Section 20 of the Interstate Commerce Act (Fed. St. Ann., 2nd Ed., page 506, vol. 4) provides "that any common carrier receiving property for transportation from a point in one state to a point in another state * # * shall issue a receipt or bill of lading therefor, and shall be liable to the lawful holder thereof for any loss, damage or injury to such property caused by it or by any common, carrier to which such property may be delivered or over whose line or lines such property may pass within the United States when transported on a through bill of lading." In Atlantic Coast Line R. Co. v. Riverside Mills, 219 U. S. 186, the court said:
"The receiving carrier is, as principal, liable not only for its own negligence, but for that of any agency it may use, although, as between themselves, the company actually causing the loss may be primarily liable."
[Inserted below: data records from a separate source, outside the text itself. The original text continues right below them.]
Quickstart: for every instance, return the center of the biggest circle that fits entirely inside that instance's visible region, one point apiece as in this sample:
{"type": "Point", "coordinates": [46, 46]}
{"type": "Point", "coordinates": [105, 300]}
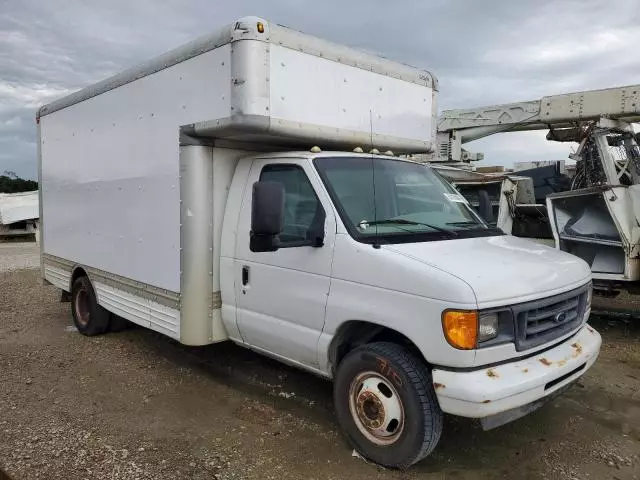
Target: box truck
{"type": "Point", "coordinates": [220, 193]}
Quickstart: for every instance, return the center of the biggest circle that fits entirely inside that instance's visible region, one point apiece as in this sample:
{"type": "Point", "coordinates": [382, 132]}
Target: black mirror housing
{"type": "Point", "coordinates": [485, 209]}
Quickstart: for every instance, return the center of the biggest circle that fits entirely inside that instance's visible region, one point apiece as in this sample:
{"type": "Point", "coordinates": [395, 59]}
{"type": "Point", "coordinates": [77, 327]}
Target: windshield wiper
{"type": "Point", "coordinates": [470, 224]}
{"type": "Point", "coordinates": [403, 221]}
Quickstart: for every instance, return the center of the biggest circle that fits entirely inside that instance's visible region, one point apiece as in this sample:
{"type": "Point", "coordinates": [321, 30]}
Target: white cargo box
{"type": "Point", "coordinates": [110, 154]}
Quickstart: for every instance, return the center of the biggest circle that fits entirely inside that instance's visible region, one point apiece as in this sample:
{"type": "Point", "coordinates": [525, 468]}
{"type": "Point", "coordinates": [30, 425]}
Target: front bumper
{"type": "Point", "coordinates": [491, 391]}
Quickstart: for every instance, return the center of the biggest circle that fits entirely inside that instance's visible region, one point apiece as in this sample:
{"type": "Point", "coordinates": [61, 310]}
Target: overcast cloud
{"type": "Point", "coordinates": [483, 52]}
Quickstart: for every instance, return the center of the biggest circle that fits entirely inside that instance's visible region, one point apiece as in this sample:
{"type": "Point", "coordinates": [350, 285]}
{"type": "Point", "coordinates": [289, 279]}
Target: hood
{"type": "Point", "coordinates": [502, 269]}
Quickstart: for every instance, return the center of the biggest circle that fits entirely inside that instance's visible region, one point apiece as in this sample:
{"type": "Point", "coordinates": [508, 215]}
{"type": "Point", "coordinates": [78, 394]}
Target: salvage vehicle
{"type": "Point", "coordinates": [221, 192]}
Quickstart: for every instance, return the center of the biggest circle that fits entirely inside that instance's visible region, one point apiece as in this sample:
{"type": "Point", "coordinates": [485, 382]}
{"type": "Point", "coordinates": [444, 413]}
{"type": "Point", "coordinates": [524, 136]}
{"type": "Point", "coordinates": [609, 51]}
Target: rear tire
{"type": "Point", "coordinates": [89, 317]}
{"type": "Point", "coordinates": [386, 404]}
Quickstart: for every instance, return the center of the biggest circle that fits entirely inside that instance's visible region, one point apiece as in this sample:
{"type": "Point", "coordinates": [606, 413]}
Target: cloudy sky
{"type": "Point", "coordinates": [482, 51]}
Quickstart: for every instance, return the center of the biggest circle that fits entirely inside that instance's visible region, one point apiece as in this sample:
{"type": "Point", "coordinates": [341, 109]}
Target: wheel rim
{"type": "Point", "coordinates": [83, 307]}
{"type": "Point", "coordinates": [376, 408]}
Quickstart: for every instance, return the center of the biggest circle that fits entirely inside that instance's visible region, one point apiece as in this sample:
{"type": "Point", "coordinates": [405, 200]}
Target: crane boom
{"type": "Point", "coordinates": [456, 127]}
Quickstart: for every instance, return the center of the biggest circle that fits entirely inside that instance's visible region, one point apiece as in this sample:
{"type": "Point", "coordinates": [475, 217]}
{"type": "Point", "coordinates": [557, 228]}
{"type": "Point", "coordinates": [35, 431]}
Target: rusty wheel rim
{"type": "Point", "coordinates": [82, 307]}
{"type": "Point", "coordinates": [376, 408]}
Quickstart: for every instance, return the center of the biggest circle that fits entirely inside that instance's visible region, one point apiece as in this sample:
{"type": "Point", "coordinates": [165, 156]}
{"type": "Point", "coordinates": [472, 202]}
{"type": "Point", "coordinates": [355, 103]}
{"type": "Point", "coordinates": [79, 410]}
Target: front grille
{"type": "Point", "coordinates": [544, 320]}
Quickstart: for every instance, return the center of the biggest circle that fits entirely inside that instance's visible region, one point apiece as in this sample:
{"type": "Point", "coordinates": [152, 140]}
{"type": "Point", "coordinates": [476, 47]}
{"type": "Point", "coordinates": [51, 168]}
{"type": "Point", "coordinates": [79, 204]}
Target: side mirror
{"type": "Point", "coordinates": [485, 209]}
{"type": "Point", "coordinates": [267, 216]}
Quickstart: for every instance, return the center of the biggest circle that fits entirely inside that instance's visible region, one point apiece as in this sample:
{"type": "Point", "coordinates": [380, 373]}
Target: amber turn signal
{"type": "Point", "coordinates": [461, 328]}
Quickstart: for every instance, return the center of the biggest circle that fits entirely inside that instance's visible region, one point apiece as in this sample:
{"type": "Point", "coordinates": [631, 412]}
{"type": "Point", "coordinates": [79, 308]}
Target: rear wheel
{"type": "Point", "coordinates": [386, 404]}
{"type": "Point", "coordinates": [89, 317]}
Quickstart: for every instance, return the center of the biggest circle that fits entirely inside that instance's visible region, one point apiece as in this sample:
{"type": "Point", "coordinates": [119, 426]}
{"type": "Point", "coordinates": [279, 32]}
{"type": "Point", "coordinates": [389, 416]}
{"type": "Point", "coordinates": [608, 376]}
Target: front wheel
{"type": "Point", "coordinates": [386, 404]}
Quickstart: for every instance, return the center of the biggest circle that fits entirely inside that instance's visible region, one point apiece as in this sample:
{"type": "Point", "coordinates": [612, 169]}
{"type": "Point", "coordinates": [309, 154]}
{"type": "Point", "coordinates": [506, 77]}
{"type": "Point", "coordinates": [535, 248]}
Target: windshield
{"type": "Point", "coordinates": [395, 201]}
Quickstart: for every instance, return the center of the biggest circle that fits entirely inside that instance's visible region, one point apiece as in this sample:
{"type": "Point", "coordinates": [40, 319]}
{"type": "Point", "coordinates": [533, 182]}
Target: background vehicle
{"type": "Point", "coordinates": [596, 215]}
{"type": "Point", "coordinates": [183, 196]}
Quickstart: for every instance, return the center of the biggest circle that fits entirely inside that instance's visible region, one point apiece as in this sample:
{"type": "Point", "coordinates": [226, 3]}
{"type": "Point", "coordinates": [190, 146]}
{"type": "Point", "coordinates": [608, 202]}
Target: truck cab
{"type": "Point", "coordinates": [375, 272]}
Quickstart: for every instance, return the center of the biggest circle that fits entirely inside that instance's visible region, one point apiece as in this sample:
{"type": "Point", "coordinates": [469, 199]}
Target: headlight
{"type": "Point", "coordinates": [488, 327]}
{"type": "Point", "coordinates": [460, 328]}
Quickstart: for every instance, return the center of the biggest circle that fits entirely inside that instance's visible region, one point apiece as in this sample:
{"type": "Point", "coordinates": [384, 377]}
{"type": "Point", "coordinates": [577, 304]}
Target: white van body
{"type": "Point", "coordinates": [146, 190]}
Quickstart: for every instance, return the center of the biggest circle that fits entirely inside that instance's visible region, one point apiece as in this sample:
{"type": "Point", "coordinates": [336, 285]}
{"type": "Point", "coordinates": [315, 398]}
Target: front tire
{"type": "Point", "coordinates": [89, 317]}
{"type": "Point", "coordinates": [386, 404]}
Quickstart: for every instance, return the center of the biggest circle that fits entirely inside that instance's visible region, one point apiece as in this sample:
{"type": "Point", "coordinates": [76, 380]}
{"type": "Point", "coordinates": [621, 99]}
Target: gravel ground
{"type": "Point", "coordinates": [136, 405]}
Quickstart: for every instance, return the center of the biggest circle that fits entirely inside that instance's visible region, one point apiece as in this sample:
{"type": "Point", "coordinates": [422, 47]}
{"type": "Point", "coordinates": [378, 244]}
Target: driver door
{"type": "Point", "coordinates": [282, 295]}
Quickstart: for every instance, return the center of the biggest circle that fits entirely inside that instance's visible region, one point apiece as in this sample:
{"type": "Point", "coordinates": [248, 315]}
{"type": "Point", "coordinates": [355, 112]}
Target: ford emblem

In the instant case there was no delivery in Chicago. The car of apples was still in the possession of the defendant. Although it had reached its original destination, the car was still undelivered. The contract was still executory and could be modified. And the evidence shows it was, by the reconsignment instructions that were given to the defendant, the initial carrier. The plaintiff said he paid the draft attached to the bill of lading and surrendered the bill of lading to the Soo Line at Oshkosh, and that no new bill of lading had been issued. We see no escape from the conclusion that the defendant was the initial carrier and liable for any negligence occurring prior to the delivery of the car at Oshkosh.
It is contended for the defendant that the record shows that at the close of the evidence a judgment was entered in favor of the defendant, the Soo Line, and against it, the Grand Trunk Western Railroad Company, and that that is error. The common-law record only shows that the court found the issues against the defendant, the Grand Trunk Western Railroad Company and entered judgment in favor of the plaintiff against that company in the sum of $480.85. Only in the bill of exceptions is there any reference to a judgment .in favor of the codefendant, the Soo Line.
The plaintiff might have sued the Grand Trunk either in contract or in tort. Chudnovski v. Eckles, 232 Ill. 312. The form of its statement of claim was in contract, but this was a fourth-class action in the municipal court where the Supreme Court has held "the party suing need not even name his action, or if misnamed, that will not affect his rights, if upon hearing the evidence he appears to be entitled to recover and the court has jurisdiction of the defendant and of the subject-matter of the litigation." Edgerton v. Chicago, R. I. & P. Ry. Co., 240 Ill. 311. Upon the evidence in this case, the court could consider the plaintiff's action as one in tort and enter judgment in his favor against the Grand Trunk, and against him and in favor of the Soo Line. Assuming that was done, as the Grand Trunk now claims, it therefore may not complain about the form of the judgment.
Cross errors were assigned by the plaintiff. It is claimed that the damages proved amounted to $825, whereas the court only found the amount to be $480.85. But the record recites that on motion of the plaintiff there was a finding in favor of the plaintiff and against the defendant in' the sum of $480.85. The judgment having been entered upon plaintiff's own motion, and no objection having been made to its entry, no error can be alleged and sustained on appeal. Boston Store of Chicago v. Hartford Accident & Indemnity Co., 227 Ill. App. 192; Griswold v. Smith, 221 Ill. 341; Smith v. Kimball, 128 Ill. 583.
Finding no error in the record the judgment will be affirmed.
Affirmed.
0'Connor, P. J., and Thomson, J., concur.